In mir steckt ein Maserati, der geht in zwei Sekunden von Lillifee auf Ghetto Queen.

Konflikte, Reibereien und Meinungsverschiedenheiten kann man sich an jeder Ecke und in jeder Facebook-Timeline abholen. Die Leute wollen Recht haben, gleichzeitig aber auch verstanden werden. Bei so vielen Meinungen, Wehwehchen und Bedürfnissen ist das aber unmöglich, deshalb gibt’s Knatsch.

Als Sensibelchen bin ich jemand, der zu den anderen erst mal einen Höflichkeitsabstand einhält. Da das die wenigsten machen, wird dieser von diversen Elefanten allerdings regelmäßig niedergetrampelt. Ums in den Worten des Abou-Chaker-Clans auszudrücken: ends das Opfer! Möchte man meinen …

Ja stimmt: Meine Haut hat keine Goretexbeschichtung und die Garstigkeiten dieser Welt können an mir nicht abperlen. Sei’s die herablassende Art einer Bekannten, die mit mir redet wie mit einem Schulkind und versucht, mich zu erziehen. Sorry, schon passiert! Vor ein paar Dekaden und das von meiner Mami. Oder das Augenrollen und Gestöhne im Job, wenn ich irgendetwas nicht sofort auf Sekunde zwei raffe. Dann gibt’s noch die miesepetrige Nachbarin, die mich trotz freundlichen Grüßens jedes Mal ignoriert. Oder die alte Schulfreundin mit ihrem schwer erziehbaren Kind, die gerne meinen sehr umgänglichen Nachwuchs ins Visier nimmt und ungefragt Optimierungstipps verteilt. Auch wenn die eben genannten Herrschaften oder Situationen es oft nicht wert sind, kann mich so etwas schon mal den halben Tag aus der Bahn werfen.

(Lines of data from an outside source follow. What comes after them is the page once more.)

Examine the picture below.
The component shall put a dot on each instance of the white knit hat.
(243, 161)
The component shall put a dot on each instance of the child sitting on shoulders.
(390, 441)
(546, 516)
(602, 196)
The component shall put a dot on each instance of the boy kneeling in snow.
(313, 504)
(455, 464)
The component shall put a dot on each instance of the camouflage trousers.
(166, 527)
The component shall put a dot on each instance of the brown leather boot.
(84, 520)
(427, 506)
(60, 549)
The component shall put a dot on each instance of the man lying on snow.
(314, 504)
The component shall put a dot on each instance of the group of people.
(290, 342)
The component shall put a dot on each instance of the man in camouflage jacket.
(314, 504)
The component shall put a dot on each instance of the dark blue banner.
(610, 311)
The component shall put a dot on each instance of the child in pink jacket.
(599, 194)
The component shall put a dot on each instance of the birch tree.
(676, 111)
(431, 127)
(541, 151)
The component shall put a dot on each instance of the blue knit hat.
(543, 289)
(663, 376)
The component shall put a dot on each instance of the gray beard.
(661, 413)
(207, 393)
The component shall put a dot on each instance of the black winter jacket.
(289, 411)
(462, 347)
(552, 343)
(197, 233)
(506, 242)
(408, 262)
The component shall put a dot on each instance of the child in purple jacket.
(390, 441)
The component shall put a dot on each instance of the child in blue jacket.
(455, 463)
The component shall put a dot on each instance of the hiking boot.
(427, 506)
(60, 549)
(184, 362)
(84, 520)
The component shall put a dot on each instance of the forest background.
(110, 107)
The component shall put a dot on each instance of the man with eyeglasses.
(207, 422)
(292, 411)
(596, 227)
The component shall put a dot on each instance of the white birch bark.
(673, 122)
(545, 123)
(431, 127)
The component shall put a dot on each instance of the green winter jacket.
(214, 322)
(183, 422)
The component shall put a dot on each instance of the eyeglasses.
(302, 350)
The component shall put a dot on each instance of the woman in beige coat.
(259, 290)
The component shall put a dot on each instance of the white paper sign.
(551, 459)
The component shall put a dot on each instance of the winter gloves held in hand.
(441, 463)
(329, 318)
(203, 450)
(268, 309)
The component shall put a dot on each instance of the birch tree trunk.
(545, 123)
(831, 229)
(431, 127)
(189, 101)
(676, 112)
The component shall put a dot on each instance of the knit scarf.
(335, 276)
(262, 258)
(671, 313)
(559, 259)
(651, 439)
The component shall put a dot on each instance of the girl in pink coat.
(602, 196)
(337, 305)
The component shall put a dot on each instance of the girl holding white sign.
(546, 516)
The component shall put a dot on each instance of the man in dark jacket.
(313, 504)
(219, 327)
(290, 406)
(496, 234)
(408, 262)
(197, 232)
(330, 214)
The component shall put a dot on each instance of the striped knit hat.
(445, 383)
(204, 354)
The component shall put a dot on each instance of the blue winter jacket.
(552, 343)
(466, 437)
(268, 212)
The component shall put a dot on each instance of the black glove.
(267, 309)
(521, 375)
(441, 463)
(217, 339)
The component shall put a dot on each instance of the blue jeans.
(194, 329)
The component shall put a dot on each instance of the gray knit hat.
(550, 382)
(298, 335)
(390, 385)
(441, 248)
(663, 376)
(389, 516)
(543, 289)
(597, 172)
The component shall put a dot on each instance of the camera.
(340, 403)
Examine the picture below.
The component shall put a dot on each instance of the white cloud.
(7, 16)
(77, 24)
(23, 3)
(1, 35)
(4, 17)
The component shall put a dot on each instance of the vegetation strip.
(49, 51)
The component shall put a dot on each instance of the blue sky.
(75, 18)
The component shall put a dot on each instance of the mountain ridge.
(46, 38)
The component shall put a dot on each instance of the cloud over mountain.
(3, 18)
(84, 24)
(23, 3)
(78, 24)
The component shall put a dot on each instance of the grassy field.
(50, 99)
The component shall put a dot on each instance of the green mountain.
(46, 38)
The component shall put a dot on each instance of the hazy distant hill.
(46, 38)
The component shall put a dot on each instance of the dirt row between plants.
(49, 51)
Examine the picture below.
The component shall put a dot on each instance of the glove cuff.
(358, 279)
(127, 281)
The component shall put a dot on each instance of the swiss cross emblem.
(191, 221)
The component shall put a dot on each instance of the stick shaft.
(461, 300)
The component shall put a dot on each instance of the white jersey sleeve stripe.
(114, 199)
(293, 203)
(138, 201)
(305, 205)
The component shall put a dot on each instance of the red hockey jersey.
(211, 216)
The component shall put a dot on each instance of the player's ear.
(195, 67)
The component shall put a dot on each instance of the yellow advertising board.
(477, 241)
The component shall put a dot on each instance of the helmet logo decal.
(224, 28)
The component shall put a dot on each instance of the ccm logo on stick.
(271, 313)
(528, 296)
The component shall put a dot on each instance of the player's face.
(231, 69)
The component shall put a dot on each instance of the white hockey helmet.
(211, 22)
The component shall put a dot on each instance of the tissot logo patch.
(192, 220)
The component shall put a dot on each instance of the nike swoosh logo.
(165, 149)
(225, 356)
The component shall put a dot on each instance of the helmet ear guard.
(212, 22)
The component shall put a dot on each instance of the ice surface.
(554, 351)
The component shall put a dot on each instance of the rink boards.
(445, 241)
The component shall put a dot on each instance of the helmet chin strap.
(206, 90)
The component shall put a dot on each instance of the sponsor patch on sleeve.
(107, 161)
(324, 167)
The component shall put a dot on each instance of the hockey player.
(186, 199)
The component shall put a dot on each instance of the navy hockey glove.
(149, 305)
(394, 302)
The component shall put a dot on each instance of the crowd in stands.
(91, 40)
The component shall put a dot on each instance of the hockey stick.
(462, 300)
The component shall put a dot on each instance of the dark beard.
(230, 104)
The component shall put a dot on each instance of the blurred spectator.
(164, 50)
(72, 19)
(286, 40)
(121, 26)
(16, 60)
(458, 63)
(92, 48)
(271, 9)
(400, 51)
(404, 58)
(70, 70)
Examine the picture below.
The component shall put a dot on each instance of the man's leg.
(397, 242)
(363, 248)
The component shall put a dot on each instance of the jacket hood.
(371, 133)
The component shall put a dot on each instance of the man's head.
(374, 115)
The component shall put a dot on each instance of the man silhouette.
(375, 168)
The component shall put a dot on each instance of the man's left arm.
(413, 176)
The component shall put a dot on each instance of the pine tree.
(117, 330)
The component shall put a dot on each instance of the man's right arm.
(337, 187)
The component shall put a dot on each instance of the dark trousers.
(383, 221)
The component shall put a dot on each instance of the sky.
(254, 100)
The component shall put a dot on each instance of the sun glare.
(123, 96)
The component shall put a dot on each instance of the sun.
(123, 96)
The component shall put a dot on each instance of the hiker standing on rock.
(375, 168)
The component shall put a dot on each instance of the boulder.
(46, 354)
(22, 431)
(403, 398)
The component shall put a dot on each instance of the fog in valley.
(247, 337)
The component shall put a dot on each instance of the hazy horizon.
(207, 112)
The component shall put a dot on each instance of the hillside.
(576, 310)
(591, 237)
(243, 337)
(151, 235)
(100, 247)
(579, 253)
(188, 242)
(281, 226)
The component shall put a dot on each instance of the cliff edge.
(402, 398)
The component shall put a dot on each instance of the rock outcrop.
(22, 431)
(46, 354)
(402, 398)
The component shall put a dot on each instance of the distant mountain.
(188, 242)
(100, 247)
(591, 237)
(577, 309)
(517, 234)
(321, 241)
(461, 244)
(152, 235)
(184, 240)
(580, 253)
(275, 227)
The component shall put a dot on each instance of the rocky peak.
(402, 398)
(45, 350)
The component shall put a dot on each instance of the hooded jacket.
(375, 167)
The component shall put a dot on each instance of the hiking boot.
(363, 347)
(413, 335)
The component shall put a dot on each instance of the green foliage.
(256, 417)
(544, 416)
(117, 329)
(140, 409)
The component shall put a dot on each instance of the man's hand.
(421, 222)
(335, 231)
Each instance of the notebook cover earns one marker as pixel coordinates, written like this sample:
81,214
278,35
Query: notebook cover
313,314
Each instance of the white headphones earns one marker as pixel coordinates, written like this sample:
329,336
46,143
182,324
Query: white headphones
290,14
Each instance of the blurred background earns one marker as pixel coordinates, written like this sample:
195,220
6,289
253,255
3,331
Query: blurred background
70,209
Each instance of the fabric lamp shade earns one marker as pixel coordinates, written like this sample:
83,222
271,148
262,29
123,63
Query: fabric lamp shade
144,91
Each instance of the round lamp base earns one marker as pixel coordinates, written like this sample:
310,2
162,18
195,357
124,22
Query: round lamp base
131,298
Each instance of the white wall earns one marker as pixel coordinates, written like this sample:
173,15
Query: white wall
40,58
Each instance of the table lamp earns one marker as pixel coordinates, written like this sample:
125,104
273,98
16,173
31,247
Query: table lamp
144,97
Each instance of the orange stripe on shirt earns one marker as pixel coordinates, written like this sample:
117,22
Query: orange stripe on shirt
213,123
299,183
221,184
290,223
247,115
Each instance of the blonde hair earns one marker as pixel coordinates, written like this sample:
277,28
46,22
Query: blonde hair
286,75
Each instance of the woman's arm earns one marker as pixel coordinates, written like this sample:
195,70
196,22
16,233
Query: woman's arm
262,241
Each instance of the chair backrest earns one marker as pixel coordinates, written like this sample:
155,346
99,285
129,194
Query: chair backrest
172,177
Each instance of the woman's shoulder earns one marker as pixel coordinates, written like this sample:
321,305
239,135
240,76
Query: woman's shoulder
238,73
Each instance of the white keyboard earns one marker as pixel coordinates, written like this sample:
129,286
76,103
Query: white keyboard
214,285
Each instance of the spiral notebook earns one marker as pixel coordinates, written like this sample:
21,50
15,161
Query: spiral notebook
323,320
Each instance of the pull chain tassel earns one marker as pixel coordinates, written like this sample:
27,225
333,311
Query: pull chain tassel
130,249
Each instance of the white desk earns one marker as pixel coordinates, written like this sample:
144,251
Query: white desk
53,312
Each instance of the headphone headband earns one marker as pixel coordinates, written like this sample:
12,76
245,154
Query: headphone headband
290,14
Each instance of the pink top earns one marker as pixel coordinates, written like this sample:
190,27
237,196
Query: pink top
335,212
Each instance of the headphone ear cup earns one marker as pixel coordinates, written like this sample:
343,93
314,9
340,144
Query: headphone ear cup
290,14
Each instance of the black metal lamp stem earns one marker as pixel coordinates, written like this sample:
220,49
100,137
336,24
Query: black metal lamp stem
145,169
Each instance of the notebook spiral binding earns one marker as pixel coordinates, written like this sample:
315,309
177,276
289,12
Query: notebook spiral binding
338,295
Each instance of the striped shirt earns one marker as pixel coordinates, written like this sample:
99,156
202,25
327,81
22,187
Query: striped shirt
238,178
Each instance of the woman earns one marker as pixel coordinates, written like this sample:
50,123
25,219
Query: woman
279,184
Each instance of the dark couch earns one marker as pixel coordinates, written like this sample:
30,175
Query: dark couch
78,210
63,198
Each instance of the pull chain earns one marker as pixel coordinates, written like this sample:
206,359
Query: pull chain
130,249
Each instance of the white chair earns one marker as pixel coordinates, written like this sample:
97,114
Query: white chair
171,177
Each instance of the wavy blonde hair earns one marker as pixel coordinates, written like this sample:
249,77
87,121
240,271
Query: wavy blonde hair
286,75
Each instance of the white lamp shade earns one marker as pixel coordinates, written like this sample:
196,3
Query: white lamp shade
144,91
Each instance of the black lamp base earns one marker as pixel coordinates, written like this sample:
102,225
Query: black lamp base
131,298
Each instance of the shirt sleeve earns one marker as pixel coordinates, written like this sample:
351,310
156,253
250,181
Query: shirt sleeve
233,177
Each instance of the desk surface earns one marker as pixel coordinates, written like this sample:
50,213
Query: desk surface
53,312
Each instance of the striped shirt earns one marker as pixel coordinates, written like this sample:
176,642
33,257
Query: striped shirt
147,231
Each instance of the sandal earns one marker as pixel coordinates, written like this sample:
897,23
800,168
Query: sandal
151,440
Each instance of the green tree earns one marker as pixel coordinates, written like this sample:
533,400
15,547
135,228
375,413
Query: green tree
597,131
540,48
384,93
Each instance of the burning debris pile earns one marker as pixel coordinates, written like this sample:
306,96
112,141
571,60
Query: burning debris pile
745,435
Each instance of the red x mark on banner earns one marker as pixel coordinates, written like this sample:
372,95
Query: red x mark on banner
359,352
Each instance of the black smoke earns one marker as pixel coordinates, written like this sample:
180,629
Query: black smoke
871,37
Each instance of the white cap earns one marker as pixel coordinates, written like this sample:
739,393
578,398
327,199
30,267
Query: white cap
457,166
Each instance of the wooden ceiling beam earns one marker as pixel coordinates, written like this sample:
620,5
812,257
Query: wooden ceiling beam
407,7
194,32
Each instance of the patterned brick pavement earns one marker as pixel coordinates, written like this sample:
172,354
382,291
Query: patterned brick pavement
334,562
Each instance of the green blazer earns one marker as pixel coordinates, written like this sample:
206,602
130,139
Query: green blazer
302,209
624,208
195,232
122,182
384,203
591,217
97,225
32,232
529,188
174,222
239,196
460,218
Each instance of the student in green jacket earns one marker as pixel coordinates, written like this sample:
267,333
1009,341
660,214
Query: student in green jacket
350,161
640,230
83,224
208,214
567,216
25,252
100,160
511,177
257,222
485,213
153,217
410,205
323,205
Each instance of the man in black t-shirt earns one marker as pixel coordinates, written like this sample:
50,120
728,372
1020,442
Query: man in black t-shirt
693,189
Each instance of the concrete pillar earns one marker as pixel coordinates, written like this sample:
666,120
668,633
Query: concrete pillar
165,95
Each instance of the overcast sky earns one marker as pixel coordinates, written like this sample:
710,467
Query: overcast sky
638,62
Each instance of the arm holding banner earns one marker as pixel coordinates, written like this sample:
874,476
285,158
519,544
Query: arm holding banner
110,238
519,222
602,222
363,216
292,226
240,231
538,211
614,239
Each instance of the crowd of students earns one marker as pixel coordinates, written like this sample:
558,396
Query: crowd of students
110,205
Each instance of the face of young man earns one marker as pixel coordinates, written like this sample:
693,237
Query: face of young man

Chronologisch läuft das dann so ab: Erst könnt ich heulen, dann werde ich stinkig und mit der aufgestauten Wut melde ich mich dann zu Wort. Wenn man so über meinen Gartenzaun trampelt, wird das Opfer zum Hulk. Dann wird’s hart. Emily Erdbeer goes Predator. Augen zukneifen! Was dann kommt, ist nicht schön. Saucool wäre es, wenn ich mich nach so einer Verwandlung lässig ohne Helm auf mein Motorrad schwingen und in Richtung Horizont auf zu neuen Abenteuern brettern könnte! Aber nein, in mir arbeitet das schön weiter.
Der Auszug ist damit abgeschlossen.